To Increase Economic Demand
1. Increase Pensions and other Benefits.
2. Increase Expenditure on Social Provisions in areas such as Health, Social Welfare and Education.
3. Finance a Council House Building Programme.
4. Take over houses that have been repossessed and rent these out to their former owners.
5. Raise the Income Tax Threshold, without allowing the wealthy to benefit from this.
To Pay For This Programme
A. A Wealth Tax.
B. Windfall Taxes on Super Profits and Bonuses.
C. Raise Income Tax on the Top Earners.
D. Corporation Tax Increases.
E. Work also for International Taxes on currency and other forms of speculation. With the proceeds being used to overcome third world poverty.
POST BUDGET AFTERWORD, Monday November 24
On moves to increase demand in the economy, Alistair Darling produced thin versions of the points I made in 1,2,3 and 4 above - although he covered a wider and more problematic range of issues.
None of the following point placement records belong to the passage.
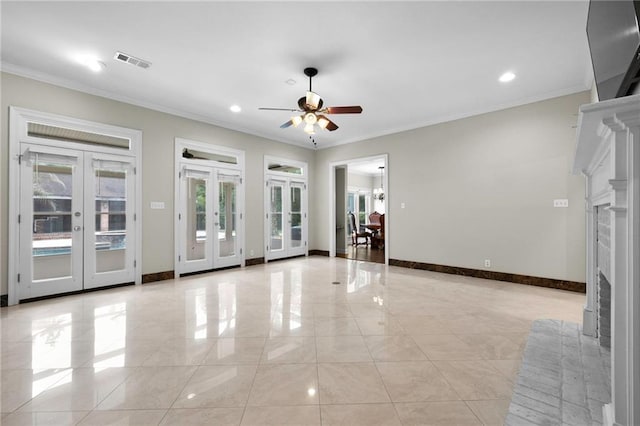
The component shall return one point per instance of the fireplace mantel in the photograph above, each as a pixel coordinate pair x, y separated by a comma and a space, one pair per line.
608, 155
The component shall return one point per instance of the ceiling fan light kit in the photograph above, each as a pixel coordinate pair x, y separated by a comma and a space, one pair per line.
311, 108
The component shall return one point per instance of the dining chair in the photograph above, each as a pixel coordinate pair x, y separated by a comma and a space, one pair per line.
356, 232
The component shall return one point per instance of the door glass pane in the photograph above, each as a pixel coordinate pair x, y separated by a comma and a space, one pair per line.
110, 219
52, 206
296, 216
196, 237
276, 217
351, 207
227, 219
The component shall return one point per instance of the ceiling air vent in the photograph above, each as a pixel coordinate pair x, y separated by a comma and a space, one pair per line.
123, 57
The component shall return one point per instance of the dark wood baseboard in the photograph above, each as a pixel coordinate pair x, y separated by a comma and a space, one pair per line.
157, 276
72, 293
254, 261
492, 275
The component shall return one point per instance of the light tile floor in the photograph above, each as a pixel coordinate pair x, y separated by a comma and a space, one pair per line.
275, 344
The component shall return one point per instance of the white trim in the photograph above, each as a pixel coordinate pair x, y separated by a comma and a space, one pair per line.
62, 82
213, 167
18, 119
332, 201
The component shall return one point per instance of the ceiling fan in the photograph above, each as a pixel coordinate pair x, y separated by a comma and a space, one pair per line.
312, 111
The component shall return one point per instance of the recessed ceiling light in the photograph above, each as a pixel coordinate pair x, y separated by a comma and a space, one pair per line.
507, 77
92, 63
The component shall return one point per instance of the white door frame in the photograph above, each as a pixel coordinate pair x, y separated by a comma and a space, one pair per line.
19, 118
332, 201
288, 179
221, 158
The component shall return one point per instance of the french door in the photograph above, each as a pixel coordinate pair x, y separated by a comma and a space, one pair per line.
209, 217
76, 221
286, 218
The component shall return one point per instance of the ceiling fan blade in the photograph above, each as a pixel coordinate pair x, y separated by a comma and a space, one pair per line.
313, 101
279, 109
325, 123
356, 109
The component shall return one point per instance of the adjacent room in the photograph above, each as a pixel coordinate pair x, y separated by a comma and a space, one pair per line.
358, 213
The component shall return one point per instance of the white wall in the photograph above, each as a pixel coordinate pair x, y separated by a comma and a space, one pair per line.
481, 188
159, 130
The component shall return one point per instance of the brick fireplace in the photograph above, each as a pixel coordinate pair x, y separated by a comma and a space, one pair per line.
608, 155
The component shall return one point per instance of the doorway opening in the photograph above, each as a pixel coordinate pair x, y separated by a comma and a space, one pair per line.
358, 199
75, 197
209, 230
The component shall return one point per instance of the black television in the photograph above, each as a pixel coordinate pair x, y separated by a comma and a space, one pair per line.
613, 31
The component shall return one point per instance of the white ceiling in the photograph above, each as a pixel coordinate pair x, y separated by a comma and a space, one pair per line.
408, 64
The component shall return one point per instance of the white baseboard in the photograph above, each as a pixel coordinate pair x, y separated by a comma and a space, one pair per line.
589, 322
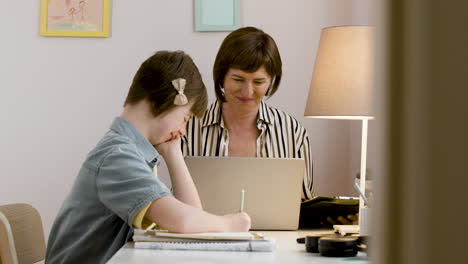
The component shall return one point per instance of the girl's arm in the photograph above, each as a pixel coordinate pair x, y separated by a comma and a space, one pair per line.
182, 184
179, 217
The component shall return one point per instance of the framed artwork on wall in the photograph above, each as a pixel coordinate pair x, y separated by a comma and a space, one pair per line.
75, 18
217, 15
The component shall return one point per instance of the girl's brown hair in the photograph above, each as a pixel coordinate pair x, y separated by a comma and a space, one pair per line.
153, 82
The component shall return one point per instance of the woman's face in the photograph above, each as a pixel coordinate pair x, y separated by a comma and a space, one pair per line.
244, 89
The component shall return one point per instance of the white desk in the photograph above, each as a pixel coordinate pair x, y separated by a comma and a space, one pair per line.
287, 251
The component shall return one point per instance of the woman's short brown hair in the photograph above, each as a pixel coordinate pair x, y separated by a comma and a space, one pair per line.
247, 49
153, 82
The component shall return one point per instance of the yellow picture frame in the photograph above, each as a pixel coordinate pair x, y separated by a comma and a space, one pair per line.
75, 18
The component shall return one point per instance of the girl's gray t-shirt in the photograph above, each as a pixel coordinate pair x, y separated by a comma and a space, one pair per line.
115, 182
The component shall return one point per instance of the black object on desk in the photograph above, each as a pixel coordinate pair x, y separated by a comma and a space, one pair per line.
319, 208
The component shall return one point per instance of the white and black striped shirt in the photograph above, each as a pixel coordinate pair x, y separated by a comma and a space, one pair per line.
281, 136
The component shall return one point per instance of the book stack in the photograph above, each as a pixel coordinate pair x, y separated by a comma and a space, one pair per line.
238, 241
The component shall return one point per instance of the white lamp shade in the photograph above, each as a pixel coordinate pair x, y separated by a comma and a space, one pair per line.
343, 75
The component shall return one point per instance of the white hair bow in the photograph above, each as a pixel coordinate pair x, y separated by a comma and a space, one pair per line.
179, 85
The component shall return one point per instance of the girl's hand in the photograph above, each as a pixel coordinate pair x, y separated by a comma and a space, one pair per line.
169, 147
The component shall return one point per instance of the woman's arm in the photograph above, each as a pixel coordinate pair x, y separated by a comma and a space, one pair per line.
179, 217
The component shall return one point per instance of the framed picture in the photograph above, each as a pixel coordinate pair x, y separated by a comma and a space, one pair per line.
217, 15
75, 18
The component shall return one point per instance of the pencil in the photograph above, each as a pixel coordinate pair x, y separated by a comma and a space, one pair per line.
242, 200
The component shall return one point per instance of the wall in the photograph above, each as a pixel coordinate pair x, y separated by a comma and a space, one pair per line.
59, 95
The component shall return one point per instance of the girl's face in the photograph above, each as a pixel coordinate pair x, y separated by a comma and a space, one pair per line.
170, 125
246, 90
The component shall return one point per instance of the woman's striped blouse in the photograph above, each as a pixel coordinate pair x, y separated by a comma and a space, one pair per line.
281, 136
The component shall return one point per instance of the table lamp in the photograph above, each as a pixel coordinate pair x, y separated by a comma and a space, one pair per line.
342, 81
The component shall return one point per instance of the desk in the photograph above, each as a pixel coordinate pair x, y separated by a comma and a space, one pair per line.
287, 251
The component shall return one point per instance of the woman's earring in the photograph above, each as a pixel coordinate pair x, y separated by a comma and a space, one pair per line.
271, 85
222, 89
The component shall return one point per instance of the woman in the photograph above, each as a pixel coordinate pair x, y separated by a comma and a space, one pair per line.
240, 124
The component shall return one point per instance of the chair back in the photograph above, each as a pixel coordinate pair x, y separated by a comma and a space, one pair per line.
21, 235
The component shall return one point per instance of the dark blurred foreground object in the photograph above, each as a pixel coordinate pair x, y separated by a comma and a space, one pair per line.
338, 246
334, 245
319, 208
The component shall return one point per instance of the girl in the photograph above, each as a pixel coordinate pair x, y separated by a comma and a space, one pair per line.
116, 190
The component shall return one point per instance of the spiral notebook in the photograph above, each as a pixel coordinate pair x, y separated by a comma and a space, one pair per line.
242, 241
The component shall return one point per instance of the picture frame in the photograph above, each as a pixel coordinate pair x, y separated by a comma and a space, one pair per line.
75, 18
217, 15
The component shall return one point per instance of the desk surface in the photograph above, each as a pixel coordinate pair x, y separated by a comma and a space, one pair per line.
287, 251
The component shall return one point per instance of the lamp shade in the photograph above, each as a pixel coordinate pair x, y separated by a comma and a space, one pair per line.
343, 74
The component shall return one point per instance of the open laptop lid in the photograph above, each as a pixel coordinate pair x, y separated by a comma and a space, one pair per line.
272, 188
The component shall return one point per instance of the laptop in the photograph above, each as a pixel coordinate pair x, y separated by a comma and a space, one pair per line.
273, 188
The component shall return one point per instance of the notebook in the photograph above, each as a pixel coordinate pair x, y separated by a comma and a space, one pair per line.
272, 187
240, 241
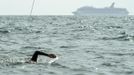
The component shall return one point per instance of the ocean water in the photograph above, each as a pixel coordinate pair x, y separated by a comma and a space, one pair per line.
85, 45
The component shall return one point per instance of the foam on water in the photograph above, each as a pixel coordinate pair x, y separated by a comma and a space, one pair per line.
86, 45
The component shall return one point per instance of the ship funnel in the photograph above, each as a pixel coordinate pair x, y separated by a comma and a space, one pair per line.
112, 6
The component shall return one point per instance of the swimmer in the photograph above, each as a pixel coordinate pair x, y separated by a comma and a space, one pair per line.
35, 56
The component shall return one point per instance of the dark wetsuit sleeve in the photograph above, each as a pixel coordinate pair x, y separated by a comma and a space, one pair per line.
35, 55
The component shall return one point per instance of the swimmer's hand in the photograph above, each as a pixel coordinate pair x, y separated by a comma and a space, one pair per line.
52, 55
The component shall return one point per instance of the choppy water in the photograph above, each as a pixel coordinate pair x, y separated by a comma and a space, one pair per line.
85, 45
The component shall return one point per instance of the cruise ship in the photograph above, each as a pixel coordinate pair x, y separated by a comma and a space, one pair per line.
112, 11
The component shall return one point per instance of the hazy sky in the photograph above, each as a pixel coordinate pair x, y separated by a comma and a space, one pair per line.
57, 7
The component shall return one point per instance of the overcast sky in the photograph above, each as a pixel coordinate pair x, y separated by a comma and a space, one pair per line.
57, 7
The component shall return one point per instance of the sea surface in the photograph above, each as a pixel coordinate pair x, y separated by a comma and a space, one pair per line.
85, 45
Whilst there was nothing about a specific Council House building programme (my point 3), social housing was included in the capital spending that is to be brought forward from 2010-11. So perhaps I should be half satisfied with this half of his equation.
On moves to pay for his programme, Alistair included none of my points A,B,D or E. He did include the much trawled and future promise of an extra 5% income tax band for those earning over £150,000. Whilst this is a mild version of my point C, I am aware of the significance of such a change of principle. I once asked Tony Blair if we could not move towards a more progressive element at the top end of the income tax scale. To which he said that we could not go into a general election promising an income tax increase. Gordon Brown answered the same question by saying that nothing was set in concrete. It is nice to see that we are now out of the concrete, even if I did ask my questions over ten years ago!